ContainerLogHttpAddress http://10.151.40.165:8042/node/containerlogs/container_e9878_1532412068340_0018_01_000002/core/
AppCacheNetworkPath 10.151.40.165:/var/lib/hadoopdata/nm-local-dir/usercache/core/appcache/application_1532412068340_0018
ContainerLogNetworkPath 10.151.40.165:/var/lib/yarn/userlogs/application_1532412068340_0018/container_e9878_1532412068340_0018_01_000002
[ApplicationCompletionReason] [g2p_train]: FailedTaskCount 1 has reached MinFailedTaskCount 1.

we could get information:

  1. UserApplication itself failed.
  2. cntk-test-4621-17223-container_e9878_1532412068340_0018_01_000002 does not exist is the reason.
  3. Then we could visit http://10.151.40.165:8042/node/containerlogs/container_e9878_1532412068340_0018_01_000002/core/ at step 1.2 to detect task failure reason.

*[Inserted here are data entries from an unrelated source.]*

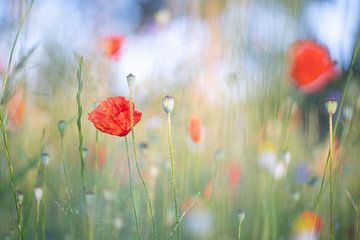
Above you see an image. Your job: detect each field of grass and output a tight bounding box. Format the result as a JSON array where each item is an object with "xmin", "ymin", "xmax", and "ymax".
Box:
[{"xmin": 0, "ymin": 1, "xmax": 360, "ymax": 240}]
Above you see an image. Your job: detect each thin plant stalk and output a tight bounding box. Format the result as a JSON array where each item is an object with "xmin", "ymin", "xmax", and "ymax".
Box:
[
  {"xmin": 167, "ymin": 112, "xmax": 180, "ymax": 240},
  {"xmin": 329, "ymin": 113, "xmax": 334, "ymax": 240},
  {"xmin": 1, "ymin": 0, "xmax": 35, "ymax": 102},
  {"xmin": 0, "ymin": 0, "xmax": 35, "ymax": 240},
  {"xmin": 312, "ymin": 40, "xmax": 360, "ymax": 232},
  {"xmin": 35, "ymin": 201, "xmax": 40, "ymax": 240},
  {"xmin": 130, "ymin": 87, "xmax": 156, "ymax": 240},
  {"xmin": 0, "ymin": 112, "xmax": 24, "ymax": 240},
  {"xmin": 76, "ymin": 56, "xmax": 86, "ymax": 197},
  {"xmin": 124, "ymin": 136, "xmax": 140, "ymax": 240},
  {"xmin": 94, "ymin": 129, "xmax": 99, "ymax": 192},
  {"xmin": 238, "ymin": 221, "xmax": 241, "ymax": 240}
]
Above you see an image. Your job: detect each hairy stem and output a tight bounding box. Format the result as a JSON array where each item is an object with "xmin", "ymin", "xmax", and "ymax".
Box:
[
  {"xmin": 124, "ymin": 136, "xmax": 140, "ymax": 240},
  {"xmin": 168, "ymin": 113, "xmax": 180, "ymax": 240}
]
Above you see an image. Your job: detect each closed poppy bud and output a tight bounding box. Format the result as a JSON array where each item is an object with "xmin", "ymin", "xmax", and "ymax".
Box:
[
  {"xmin": 236, "ymin": 209, "xmax": 245, "ymax": 224},
  {"xmin": 58, "ymin": 120, "xmax": 66, "ymax": 136},
  {"xmin": 189, "ymin": 117, "xmax": 201, "ymax": 143},
  {"xmin": 126, "ymin": 73, "xmax": 136, "ymax": 89},
  {"xmin": 82, "ymin": 147, "xmax": 89, "ymax": 158},
  {"xmin": 34, "ymin": 187, "xmax": 43, "ymax": 202},
  {"xmin": 41, "ymin": 152, "xmax": 50, "ymax": 166},
  {"xmin": 162, "ymin": 95, "xmax": 175, "ymax": 113},
  {"xmin": 325, "ymin": 98, "xmax": 337, "ymax": 115},
  {"xmin": 16, "ymin": 190, "xmax": 24, "ymax": 205}
]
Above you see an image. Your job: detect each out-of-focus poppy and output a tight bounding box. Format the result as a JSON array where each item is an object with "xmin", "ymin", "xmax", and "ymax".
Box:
[
  {"xmin": 98, "ymin": 145, "xmax": 106, "ymax": 169},
  {"xmin": 203, "ymin": 180, "xmax": 214, "ymax": 200},
  {"xmin": 100, "ymin": 35, "xmax": 125, "ymax": 59},
  {"xmin": 189, "ymin": 117, "xmax": 201, "ymax": 143},
  {"xmin": 7, "ymin": 84, "xmax": 25, "ymax": 130},
  {"xmin": 88, "ymin": 96, "xmax": 142, "ymax": 137},
  {"xmin": 295, "ymin": 211, "xmax": 323, "ymax": 232},
  {"xmin": 290, "ymin": 40, "xmax": 339, "ymax": 93}
]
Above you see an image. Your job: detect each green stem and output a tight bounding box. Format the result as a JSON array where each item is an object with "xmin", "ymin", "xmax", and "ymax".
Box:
[
  {"xmin": 313, "ymin": 40, "xmax": 360, "ymax": 234},
  {"xmin": 0, "ymin": 0, "xmax": 35, "ymax": 102},
  {"xmin": 94, "ymin": 129, "xmax": 99, "ymax": 192},
  {"xmin": 124, "ymin": 136, "xmax": 140, "ymax": 239},
  {"xmin": 76, "ymin": 57, "xmax": 86, "ymax": 197},
  {"xmin": 168, "ymin": 113, "xmax": 180, "ymax": 240},
  {"xmin": 130, "ymin": 88, "xmax": 156, "ymax": 240},
  {"xmin": 0, "ymin": 113, "xmax": 24, "ymax": 240},
  {"xmin": 329, "ymin": 114, "xmax": 334, "ymax": 240},
  {"xmin": 35, "ymin": 201, "xmax": 40, "ymax": 240}
]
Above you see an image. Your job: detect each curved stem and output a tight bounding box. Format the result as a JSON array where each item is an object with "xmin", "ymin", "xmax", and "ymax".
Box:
[
  {"xmin": 313, "ymin": 40, "xmax": 360, "ymax": 233},
  {"xmin": 329, "ymin": 114, "xmax": 334, "ymax": 240},
  {"xmin": 124, "ymin": 137, "xmax": 140, "ymax": 239},
  {"xmin": 168, "ymin": 113, "xmax": 180, "ymax": 240}
]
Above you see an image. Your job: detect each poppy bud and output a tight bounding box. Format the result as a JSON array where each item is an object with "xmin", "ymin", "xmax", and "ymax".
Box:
[
  {"xmin": 104, "ymin": 189, "xmax": 115, "ymax": 202},
  {"xmin": 126, "ymin": 73, "xmax": 136, "ymax": 89},
  {"xmin": 236, "ymin": 209, "xmax": 245, "ymax": 224},
  {"xmin": 162, "ymin": 95, "xmax": 174, "ymax": 113},
  {"xmin": 34, "ymin": 187, "xmax": 43, "ymax": 202},
  {"xmin": 325, "ymin": 98, "xmax": 337, "ymax": 115},
  {"xmin": 16, "ymin": 190, "xmax": 24, "ymax": 205},
  {"xmin": 58, "ymin": 120, "xmax": 66, "ymax": 136},
  {"xmin": 113, "ymin": 217, "xmax": 124, "ymax": 230},
  {"xmin": 82, "ymin": 147, "xmax": 89, "ymax": 158},
  {"xmin": 41, "ymin": 152, "xmax": 50, "ymax": 167}
]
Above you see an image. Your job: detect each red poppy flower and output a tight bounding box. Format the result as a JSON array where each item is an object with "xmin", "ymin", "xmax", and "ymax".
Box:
[
  {"xmin": 290, "ymin": 40, "xmax": 338, "ymax": 93},
  {"xmin": 88, "ymin": 96, "xmax": 142, "ymax": 137},
  {"xmin": 203, "ymin": 180, "xmax": 214, "ymax": 200},
  {"xmin": 101, "ymin": 35, "xmax": 125, "ymax": 59},
  {"xmin": 98, "ymin": 145, "xmax": 106, "ymax": 169},
  {"xmin": 189, "ymin": 117, "xmax": 201, "ymax": 143},
  {"xmin": 7, "ymin": 87, "xmax": 25, "ymax": 130}
]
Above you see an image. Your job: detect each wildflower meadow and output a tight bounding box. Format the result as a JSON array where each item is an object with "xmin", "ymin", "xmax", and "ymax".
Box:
[{"xmin": 0, "ymin": 0, "xmax": 360, "ymax": 240}]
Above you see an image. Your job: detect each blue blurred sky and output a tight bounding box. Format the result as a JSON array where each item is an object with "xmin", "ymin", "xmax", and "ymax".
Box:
[{"xmin": 0, "ymin": 0, "xmax": 360, "ymax": 97}]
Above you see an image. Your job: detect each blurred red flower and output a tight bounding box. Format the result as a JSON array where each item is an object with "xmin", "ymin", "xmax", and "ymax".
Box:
[
  {"xmin": 101, "ymin": 35, "xmax": 125, "ymax": 59},
  {"xmin": 290, "ymin": 40, "xmax": 338, "ymax": 93},
  {"xmin": 88, "ymin": 96, "xmax": 142, "ymax": 137},
  {"xmin": 203, "ymin": 180, "xmax": 214, "ymax": 200},
  {"xmin": 98, "ymin": 145, "xmax": 106, "ymax": 169},
  {"xmin": 7, "ymin": 86, "xmax": 26, "ymax": 130},
  {"xmin": 189, "ymin": 117, "xmax": 201, "ymax": 143}
]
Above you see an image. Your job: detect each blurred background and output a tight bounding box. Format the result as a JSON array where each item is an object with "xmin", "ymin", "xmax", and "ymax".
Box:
[{"xmin": 0, "ymin": 0, "xmax": 360, "ymax": 240}]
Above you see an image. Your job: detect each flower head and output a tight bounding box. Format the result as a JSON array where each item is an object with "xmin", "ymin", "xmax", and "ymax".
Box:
[
  {"xmin": 236, "ymin": 209, "xmax": 245, "ymax": 224},
  {"xmin": 126, "ymin": 73, "xmax": 136, "ymax": 90},
  {"xmin": 290, "ymin": 40, "xmax": 338, "ymax": 93},
  {"xmin": 88, "ymin": 96, "xmax": 142, "ymax": 137},
  {"xmin": 101, "ymin": 35, "xmax": 125, "ymax": 59},
  {"xmin": 325, "ymin": 98, "xmax": 337, "ymax": 115},
  {"xmin": 162, "ymin": 95, "xmax": 175, "ymax": 113},
  {"xmin": 58, "ymin": 120, "xmax": 67, "ymax": 136}
]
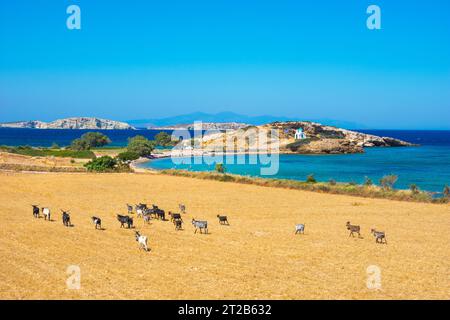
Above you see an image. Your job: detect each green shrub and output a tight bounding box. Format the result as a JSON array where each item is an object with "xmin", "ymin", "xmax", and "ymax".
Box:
[
  {"xmin": 306, "ymin": 174, "xmax": 317, "ymax": 183},
  {"xmin": 286, "ymin": 138, "xmax": 313, "ymax": 152},
  {"xmin": 117, "ymin": 151, "xmax": 139, "ymax": 163},
  {"xmin": 215, "ymin": 163, "xmax": 225, "ymax": 173},
  {"xmin": 0, "ymin": 146, "xmax": 95, "ymax": 159},
  {"xmin": 442, "ymin": 185, "xmax": 450, "ymax": 198},
  {"xmin": 127, "ymin": 136, "xmax": 155, "ymax": 157},
  {"xmin": 70, "ymin": 132, "xmax": 111, "ymax": 151},
  {"xmin": 409, "ymin": 183, "xmax": 419, "ymax": 194},
  {"xmin": 84, "ymin": 156, "xmax": 117, "ymax": 172},
  {"xmin": 363, "ymin": 177, "xmax": 373, "ymax": 187},
  {"xmin": 380, "ymin": 174, "xmax": 398, "ymax": 190},
  {"xmin": 155, "ymin": 131, "xmax": 178, "ymax": 147}
]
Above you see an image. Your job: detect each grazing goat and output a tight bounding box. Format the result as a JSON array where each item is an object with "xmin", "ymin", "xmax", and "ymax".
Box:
[
  {"xmin": 127, "ymin": 203, "xmax": 133, "ymax": 214},
  {"xmin": 346, "ymin": 221, "xmax": 361, "ymax": 238},
  {"xmin": 41, "ymin": 208, "xmax": 50, "ymax": 221},
  {"xmin": 192, "ymin": 218, "xmax": 208, "ymax": 233},
  {"xmin": 295, "ymin": 223, "xmax": 305, "ymax": 234},
  {"xmin": 61, "ymin": 210, "xmax": 72, "ymax": 227},
  {"xmin": 169, "ymin": 211, "xmax": 183, "ymax": 224},
  {"xmin": 217, "ymin": 215, "xmax": 230, "ymax": 226},
  {"xmin": 150, "ymin": 206, "xmax": 166, "ymax": 220},
  {"xmin": 143, "ymin": 209, "xmax": 152, "ymax": 223},
  {"xmin": 134, "ymin": 231, "xmax": 148, "ymax": 251},
  {"xmin": 31, "ymin": 204, "xmax": 40, "ymax": 218},
  {"xmin": 370, "ymin": 229, "xmax": 387, "ymax": 244},
  {"xmin": 91, "ymin": 217, "xmax": 102, "ymax": 230},
  {"xmin": 136, "ymin": 203, "xmax": 147, "ymax": 217},
  {"xmin": 174, "ymin": 220, "xmax": 183, "ymax": 230},
  {"xmin": 117, "ymin": 214, "xmax": 133, "ymax": 229}
]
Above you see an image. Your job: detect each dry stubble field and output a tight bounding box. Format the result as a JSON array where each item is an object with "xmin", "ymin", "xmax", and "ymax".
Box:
[{"xmin": 0, "ymin": 173, "xmax": 450, "ymax": 299}]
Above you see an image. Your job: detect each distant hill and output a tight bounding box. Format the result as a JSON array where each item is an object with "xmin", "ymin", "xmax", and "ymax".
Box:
[
  {"xmin": 0, "ymin": 117, "xmax": 134, "ymax": 130},
  {"xmin": 127, "ymin": 112, "xmax": 365, "ymax": 129}
]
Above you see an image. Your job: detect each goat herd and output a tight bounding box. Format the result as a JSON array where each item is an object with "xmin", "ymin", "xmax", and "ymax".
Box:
[
  {"xmin": 31, "ymin": 203, "xmax": 230, "ymax": 251},
  {"xmin": 31, "ymin": 203, "xmax": 387, "ymax": 251}
]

1.2 View job each task container log

  • Check the failed task log who triggered the whole attempt failed, i.e.

ContainerLogHttpAddress:

http://10.151.40.165:8042/node/containerlogs/container_e9878_1532412068340_0018_01_000002/core/

  • Or check other tasks logs:

PAI_job_retry

1.3 Job exitStatus Convention

You can check all the defined ExitStatus by: ExitType, ExitDiagnostics from framework launcher USERMANUAL.md

2 Diagnostic job retried many times reason

If the Framework retried many times, check other attempts by searching the FrameworkName in the YARN Web:

  • Visit YARN URL: http://master_ip/yarn/ or http://master_ip:8088
  • Seach by the job name key words

PAI_job_task_container

  • Click the ID or History key word to redirect to the job am log pages. Then user could refer section 1 to diagnostic job history retry failure reason.

Note:

  • History job number limit: Currently, OpenPAI's yarn only store 1000 jobs' logs. User maybe can not find some old job's logs. For example, frequently retried job logs.
  • Job container log rotation: In order to prevent the historical log from being too large, OpenPAI configure the docker log rotation by file docker-daemon.json. The default configuration:
    • "max-size": "100m": The maximum size of the log before it is rolled. A positive integer plus a modifier representing the unit of measure (k, m, or g). Defaults to -1 (unlimited).,
    • "max-file": "10": The maximum number of log files that can be present. If rolling the logs creates excess files, the oldest file is removed. Only effective when max-size is also set. A positive integer. Defaults to 1.